11/04/2021
Author: Jeanie Kortum
Jeanie Kortum is an author, journalist, and humanitarian. In partnership with the National Park System, she founded and directed A Home Away from Homelessness for nearly 20 years. Her philanthropic work has been widely recognized by a long list of awards, some of which include the San Francisco Foundation’s Community Award, the Commission on Women Making History Award, the Jefferson Award, the Espiritu Award from the Isabel Allende Foundation, a Lifetime Achievement Award from the San Francisco Urban Research Association, Indie Book Awards Grand Prize Second Place winner — Fiction and General Fiction/Novel (Over 80,000 words) winner in 2018 and Million Writers Award from Narrative Magazine Spring 2008 Issue.

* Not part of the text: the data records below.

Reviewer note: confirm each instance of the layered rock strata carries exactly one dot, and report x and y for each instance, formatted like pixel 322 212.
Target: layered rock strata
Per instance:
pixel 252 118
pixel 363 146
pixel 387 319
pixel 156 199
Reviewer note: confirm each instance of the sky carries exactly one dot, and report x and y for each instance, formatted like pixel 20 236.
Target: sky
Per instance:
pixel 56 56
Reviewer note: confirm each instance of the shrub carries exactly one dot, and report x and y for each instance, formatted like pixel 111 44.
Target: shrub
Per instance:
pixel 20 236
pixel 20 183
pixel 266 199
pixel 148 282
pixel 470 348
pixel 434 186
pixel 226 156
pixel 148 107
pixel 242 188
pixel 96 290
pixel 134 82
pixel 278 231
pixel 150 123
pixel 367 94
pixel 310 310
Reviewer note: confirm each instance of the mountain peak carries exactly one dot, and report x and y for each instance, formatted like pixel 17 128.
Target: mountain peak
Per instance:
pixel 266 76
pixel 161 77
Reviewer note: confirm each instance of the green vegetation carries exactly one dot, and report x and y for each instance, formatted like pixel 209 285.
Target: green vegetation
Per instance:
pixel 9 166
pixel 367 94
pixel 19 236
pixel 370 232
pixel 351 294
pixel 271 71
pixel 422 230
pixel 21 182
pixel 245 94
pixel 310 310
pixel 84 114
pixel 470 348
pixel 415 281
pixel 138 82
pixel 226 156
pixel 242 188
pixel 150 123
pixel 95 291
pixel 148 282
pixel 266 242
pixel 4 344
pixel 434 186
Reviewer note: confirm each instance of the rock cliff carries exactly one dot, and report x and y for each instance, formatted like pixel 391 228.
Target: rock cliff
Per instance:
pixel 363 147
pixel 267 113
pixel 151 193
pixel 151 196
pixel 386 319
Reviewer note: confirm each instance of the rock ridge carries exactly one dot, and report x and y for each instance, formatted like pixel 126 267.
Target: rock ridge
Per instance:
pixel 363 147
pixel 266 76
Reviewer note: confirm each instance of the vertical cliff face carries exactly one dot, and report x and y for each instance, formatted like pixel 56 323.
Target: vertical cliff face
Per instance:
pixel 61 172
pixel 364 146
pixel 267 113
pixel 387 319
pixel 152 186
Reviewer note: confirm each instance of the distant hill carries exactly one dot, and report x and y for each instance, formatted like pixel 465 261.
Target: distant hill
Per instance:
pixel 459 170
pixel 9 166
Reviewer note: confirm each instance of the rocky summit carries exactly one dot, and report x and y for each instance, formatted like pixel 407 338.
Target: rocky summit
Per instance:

Her award-winning first novel, Ghost Vision, is loosely based on her experiences dogsledding to a Greenland village at the top of the world. She researched Stones, her second novel, by living with a hunter/gatherer tribe in Africa, during which time she witnessed a clitoridectomy. This experience compelled her to bring awareness to the danger of female genital mutilation (FGM). Professor Henry Louis Gates Jr., Director, Hutchins Center for African and African American Research, Harvard University, has stated: “Not since Alice Walker’s Possessing the Secret of Joy has a novel so boldly placed female genital mutilation at its heart . . . Stones is as rewarding as it is provocative.”
Her journalistic work has been published in the San Francisco Chronicle, Narrative Magazine, the San Francisco Review of Books and Borderless Magazine. She has presented at the University of Oxford, has been the subject of two CBS national news profiles, and rights to her life story have been sold to Warner Brothers.